Freed from having to govern a small, remote state, Palin can keep burnishing her image as the creator and leader of the new tough mamas’ moral majority. Republican candidates compete for her endorsement, and she is the only politician nearly every Tea Partier would support with relish. Her most recent fundraising numbers are terrifyingly high as well. In the long history of populist talkers, both right and left, no other woman on the national stage has been able to channel resentments against elites into a consequential and growing movement. Her beauty, her toughness, and her Northwoodsy accent can seduce even some people who gladly voted for Obama. For example, a fellow professor I know who remains cold to nearly all of Palin’s political positions still admires her “feistiness” and “kick-ass attitude toward University of Chicago elites.”
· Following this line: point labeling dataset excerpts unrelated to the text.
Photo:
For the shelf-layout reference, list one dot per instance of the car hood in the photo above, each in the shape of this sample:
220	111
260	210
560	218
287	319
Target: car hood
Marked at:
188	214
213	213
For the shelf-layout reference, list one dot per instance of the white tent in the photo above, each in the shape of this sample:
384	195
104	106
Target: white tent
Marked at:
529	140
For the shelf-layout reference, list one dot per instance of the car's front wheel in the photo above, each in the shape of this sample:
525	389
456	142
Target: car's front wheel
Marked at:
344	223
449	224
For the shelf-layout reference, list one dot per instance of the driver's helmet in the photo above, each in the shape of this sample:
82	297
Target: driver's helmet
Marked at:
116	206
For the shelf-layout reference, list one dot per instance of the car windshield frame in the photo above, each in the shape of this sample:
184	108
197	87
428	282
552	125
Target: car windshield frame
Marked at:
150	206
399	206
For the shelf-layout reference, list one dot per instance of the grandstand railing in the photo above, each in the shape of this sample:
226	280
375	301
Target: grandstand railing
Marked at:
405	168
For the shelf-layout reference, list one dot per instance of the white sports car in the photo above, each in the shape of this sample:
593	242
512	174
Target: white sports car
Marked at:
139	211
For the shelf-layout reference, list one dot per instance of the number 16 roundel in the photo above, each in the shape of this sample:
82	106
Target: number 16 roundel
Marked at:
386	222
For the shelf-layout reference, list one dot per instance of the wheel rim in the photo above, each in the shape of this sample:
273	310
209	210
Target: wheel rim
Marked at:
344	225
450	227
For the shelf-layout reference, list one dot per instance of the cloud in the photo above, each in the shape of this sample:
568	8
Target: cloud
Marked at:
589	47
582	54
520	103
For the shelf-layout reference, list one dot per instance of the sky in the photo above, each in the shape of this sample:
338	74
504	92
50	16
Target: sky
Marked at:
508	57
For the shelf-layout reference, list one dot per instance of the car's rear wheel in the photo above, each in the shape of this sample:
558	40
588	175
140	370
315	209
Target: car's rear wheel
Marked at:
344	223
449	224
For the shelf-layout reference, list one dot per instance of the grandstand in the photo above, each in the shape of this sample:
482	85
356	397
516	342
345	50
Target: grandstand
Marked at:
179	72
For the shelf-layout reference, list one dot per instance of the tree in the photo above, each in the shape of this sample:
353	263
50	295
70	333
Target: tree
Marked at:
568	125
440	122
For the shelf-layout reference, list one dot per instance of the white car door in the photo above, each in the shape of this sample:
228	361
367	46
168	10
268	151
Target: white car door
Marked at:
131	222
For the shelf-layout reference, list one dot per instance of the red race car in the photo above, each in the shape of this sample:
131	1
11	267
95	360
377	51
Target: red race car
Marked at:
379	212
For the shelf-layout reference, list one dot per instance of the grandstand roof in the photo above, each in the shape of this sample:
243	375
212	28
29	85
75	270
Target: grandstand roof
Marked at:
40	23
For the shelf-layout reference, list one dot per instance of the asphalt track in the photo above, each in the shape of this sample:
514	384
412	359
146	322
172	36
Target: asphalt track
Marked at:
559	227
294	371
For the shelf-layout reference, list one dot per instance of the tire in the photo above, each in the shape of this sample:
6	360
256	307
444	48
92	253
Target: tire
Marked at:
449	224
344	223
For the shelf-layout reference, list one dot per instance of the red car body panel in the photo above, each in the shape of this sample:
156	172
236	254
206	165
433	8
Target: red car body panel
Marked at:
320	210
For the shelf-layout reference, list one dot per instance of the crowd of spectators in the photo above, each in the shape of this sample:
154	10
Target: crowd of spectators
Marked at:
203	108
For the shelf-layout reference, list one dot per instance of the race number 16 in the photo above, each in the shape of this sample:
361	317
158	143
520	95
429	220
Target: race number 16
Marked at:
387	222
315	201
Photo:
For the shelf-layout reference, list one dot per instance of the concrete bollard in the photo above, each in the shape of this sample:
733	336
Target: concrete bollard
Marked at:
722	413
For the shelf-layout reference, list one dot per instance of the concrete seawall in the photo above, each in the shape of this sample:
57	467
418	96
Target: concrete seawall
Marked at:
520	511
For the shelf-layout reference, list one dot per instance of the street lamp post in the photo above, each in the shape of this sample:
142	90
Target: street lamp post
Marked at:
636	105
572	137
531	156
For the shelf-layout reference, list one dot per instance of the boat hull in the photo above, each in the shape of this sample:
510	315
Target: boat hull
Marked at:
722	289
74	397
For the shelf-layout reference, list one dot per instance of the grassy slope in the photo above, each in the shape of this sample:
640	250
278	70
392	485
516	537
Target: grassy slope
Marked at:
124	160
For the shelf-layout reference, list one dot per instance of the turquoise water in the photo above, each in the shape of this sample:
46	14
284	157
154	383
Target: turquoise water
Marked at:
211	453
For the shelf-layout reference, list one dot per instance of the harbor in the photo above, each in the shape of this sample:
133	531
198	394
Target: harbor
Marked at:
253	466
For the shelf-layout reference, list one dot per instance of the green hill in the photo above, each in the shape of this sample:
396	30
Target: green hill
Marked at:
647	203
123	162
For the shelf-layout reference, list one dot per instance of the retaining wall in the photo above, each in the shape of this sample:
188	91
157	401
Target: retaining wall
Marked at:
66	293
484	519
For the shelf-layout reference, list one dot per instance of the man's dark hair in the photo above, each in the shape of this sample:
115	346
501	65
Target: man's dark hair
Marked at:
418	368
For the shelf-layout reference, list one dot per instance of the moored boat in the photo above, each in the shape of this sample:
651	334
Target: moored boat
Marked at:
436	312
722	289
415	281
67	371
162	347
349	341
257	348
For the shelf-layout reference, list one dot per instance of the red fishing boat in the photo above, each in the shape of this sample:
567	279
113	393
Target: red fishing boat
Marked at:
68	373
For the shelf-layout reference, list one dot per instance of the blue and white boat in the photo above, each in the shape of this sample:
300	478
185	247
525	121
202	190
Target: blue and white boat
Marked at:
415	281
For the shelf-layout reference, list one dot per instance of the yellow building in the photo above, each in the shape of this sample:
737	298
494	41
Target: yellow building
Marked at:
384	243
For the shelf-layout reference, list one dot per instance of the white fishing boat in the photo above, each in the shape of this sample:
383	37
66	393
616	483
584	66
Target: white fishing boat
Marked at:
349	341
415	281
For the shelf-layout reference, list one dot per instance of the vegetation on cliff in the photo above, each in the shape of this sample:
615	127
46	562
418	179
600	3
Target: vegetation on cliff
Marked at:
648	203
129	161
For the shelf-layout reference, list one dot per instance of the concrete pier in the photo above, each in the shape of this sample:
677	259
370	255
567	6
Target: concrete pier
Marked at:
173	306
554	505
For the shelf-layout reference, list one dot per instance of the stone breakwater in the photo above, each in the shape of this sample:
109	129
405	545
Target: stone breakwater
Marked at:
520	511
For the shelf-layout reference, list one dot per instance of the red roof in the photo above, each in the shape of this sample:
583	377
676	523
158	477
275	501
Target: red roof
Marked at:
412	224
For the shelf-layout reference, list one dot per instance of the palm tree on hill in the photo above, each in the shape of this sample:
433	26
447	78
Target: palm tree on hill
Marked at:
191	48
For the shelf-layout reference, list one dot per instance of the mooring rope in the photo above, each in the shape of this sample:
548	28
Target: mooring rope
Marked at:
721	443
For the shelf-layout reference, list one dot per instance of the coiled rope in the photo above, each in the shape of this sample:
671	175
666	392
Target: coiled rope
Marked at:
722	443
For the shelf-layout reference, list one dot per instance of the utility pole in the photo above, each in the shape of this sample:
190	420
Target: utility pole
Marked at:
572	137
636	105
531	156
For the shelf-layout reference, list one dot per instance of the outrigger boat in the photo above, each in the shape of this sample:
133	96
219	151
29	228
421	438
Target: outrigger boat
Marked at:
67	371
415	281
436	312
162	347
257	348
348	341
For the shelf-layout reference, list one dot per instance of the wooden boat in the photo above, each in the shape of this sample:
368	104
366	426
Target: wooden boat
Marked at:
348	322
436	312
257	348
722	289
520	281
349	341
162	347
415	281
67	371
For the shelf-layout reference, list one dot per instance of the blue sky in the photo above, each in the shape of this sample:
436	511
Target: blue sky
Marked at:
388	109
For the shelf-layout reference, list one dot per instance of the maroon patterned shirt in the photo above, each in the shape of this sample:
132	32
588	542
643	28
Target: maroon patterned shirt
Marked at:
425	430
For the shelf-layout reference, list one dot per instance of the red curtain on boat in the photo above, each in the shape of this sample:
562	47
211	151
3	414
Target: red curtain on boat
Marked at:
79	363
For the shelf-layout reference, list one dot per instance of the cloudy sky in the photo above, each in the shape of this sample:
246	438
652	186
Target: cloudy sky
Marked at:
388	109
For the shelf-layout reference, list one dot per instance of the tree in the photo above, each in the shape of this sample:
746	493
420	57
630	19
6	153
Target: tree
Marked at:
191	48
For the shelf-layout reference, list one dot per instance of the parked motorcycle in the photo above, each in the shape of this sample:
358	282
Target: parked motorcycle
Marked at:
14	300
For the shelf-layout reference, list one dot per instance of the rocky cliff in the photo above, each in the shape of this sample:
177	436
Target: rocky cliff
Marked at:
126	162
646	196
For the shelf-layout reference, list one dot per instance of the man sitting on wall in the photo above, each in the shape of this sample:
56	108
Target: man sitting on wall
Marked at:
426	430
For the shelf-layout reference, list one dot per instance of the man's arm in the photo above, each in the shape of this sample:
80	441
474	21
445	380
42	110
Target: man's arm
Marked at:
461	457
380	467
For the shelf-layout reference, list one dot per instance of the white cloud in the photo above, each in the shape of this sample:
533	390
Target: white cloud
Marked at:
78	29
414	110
Perhaps a clever media strategy has made her into what Cottle calls “the p.r. genius of our time.” But the beliefs which Palin is touting matter far more than her own beaming, resolutely confident self. In two years, she will at least be able to veto any Republican who seeks the nomination and be king, or queen-maker, of whomever gets to run against Obama. That frightening prospect is what talented reporters like Cottle should begin to explain.